As important as cost reduction, however, is the acceptance of biosimilars by both oncologists and patients. This requires that physicians are knowledgeable about the production, regulation, approval, and payment details of biosimilar anticancer drugs and that patients are properly informed. There are frequent concerns by patients, but also by physicians, about the prescription of biosimilars regarding their pharmaceutical quality, their efficacy, especially in extrapolated indications, their safety due to the potential immunogenicity, and their interchangeability with the reference medicine.

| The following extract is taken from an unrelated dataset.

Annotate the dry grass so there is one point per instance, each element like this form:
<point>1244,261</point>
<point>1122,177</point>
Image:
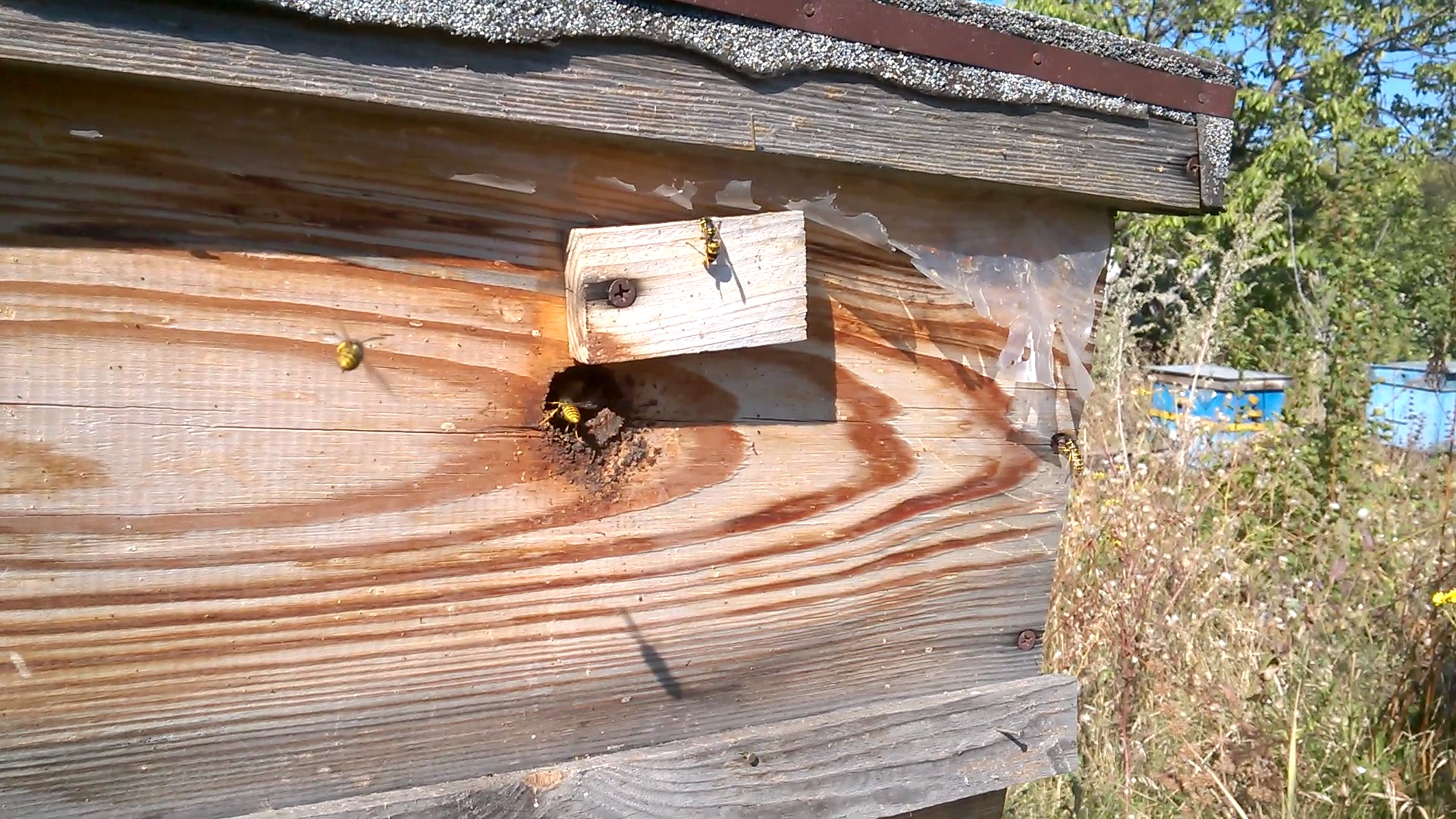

Longer follow-up and additional data confirming the safety and efficacy of biosimilars might help to integrate them more and more into clinical practice.

Prof. Dr. med. Diana Lüftner has received honoraria for advisory board activities and/or oral presentations from Amgen, AstraZeneca, Celgene, Lilly, Loreal, MSD, Mundipharma, Mylan, Novartis, Pfizer, Roche, Teva, and Tesaro. PD Dr. med. Antonia Busse has received honoraria for advisory board activities from Hexal.